Spanish political party

For a Fairer World (Por un Mundo más Justo, M+J or PUM+J) is a Spanish political party, created in 2004, whose main objectives are, according to its statutes, the eradication of poverty and the fight against inequality in the world. It promotes the fulfillment of the Sustainable Development Goals, an increase in the quantity and quality of Official Development Assistance (ODA), the closure of the Immigration Detention Centers (CIEs) and fair rules on fiscal and commercial matters nationally and internationally. It is registered in the Registry of Political Parties of the Ministry of the Interior of Spain since January 8, 2004.

== History ==
The party was founded in 2004. Since then, For a Fairer World has participated in general, regional, communal and European elections.

In 2017, For a Fairer World started the campaign SickOfWaiting to expose the infringement of the commitments concerning the relocation of refugees by most of the European governments.
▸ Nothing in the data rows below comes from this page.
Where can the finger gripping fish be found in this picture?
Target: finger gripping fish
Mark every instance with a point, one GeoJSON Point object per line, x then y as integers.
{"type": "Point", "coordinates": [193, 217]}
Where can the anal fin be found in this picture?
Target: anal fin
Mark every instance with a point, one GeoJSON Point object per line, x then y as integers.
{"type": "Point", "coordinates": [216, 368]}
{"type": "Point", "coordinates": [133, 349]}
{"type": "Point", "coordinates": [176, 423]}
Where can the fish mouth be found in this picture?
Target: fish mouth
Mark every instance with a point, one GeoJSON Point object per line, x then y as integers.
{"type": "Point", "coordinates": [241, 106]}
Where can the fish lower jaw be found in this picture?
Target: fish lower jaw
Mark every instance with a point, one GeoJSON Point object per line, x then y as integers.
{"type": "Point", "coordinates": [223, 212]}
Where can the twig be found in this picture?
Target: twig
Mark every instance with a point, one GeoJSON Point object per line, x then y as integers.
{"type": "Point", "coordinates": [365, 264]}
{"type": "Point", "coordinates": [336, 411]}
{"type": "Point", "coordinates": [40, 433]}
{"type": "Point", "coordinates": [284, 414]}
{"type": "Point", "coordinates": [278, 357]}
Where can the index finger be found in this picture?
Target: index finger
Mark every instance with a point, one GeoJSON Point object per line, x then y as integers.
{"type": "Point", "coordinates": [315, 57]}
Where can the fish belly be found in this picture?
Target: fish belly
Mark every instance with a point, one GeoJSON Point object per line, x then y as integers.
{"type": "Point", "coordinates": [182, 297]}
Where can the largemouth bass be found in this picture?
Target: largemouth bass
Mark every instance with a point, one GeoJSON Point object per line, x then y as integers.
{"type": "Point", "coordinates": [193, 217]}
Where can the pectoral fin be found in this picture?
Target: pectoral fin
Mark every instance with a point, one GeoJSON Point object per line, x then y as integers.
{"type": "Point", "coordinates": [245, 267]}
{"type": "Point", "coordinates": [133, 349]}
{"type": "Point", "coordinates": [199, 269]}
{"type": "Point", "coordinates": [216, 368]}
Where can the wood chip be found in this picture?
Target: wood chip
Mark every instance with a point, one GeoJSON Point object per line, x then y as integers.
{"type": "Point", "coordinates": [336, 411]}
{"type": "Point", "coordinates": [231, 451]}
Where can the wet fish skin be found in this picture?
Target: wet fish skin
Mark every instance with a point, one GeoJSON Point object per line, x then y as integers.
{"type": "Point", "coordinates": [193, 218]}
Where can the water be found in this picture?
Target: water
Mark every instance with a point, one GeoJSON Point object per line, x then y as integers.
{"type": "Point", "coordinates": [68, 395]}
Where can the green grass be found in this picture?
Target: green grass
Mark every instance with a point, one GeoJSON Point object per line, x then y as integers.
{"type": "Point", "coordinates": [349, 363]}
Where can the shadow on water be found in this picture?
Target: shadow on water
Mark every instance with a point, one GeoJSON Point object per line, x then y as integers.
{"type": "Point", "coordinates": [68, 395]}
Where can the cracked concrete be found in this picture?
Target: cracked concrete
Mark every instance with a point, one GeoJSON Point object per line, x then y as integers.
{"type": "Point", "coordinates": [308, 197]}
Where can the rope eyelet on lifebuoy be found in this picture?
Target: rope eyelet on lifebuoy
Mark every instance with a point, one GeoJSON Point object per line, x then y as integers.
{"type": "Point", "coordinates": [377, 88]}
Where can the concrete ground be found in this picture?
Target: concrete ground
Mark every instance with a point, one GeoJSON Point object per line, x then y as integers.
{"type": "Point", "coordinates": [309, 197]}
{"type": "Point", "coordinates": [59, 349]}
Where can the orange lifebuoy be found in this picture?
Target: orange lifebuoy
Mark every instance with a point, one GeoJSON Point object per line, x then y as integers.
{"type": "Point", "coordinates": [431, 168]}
The campaign was supported by almost 20.000 people from over a hundred countries.

Since 2019, the party uploads its accounting up-to-the-minute, including bills and supporting documents.

== Ideology ==
The main target of For a Fairer World is, according to the official media of the party, the first article of the Universal Declaration of Human Rights: "All human beings are born free and equal in dignity and rights. They are endowed with reason and conscience and should act towards one another in a spirit of brotherhood." The ideology of the party is based in three pillars: the eradication of extreme poverty and environmental degradation, the non-discrimination towards people from different nationalities and the pursuit of global agreements between the governments of foreign countries.

== Electoral results ==
For a Fairer World has participated in every general election since 2008, with the exception of the 2016 election. In the April 2019 election, the party's candidate to be Prime Minister was Augustine Ndour, the first African person ever to be candidate to be Spanish Prime Minister. In this election, For a Fairer World obtained 21.711 votes.

For a Fairer World has also been present in several European, regional and communal elections.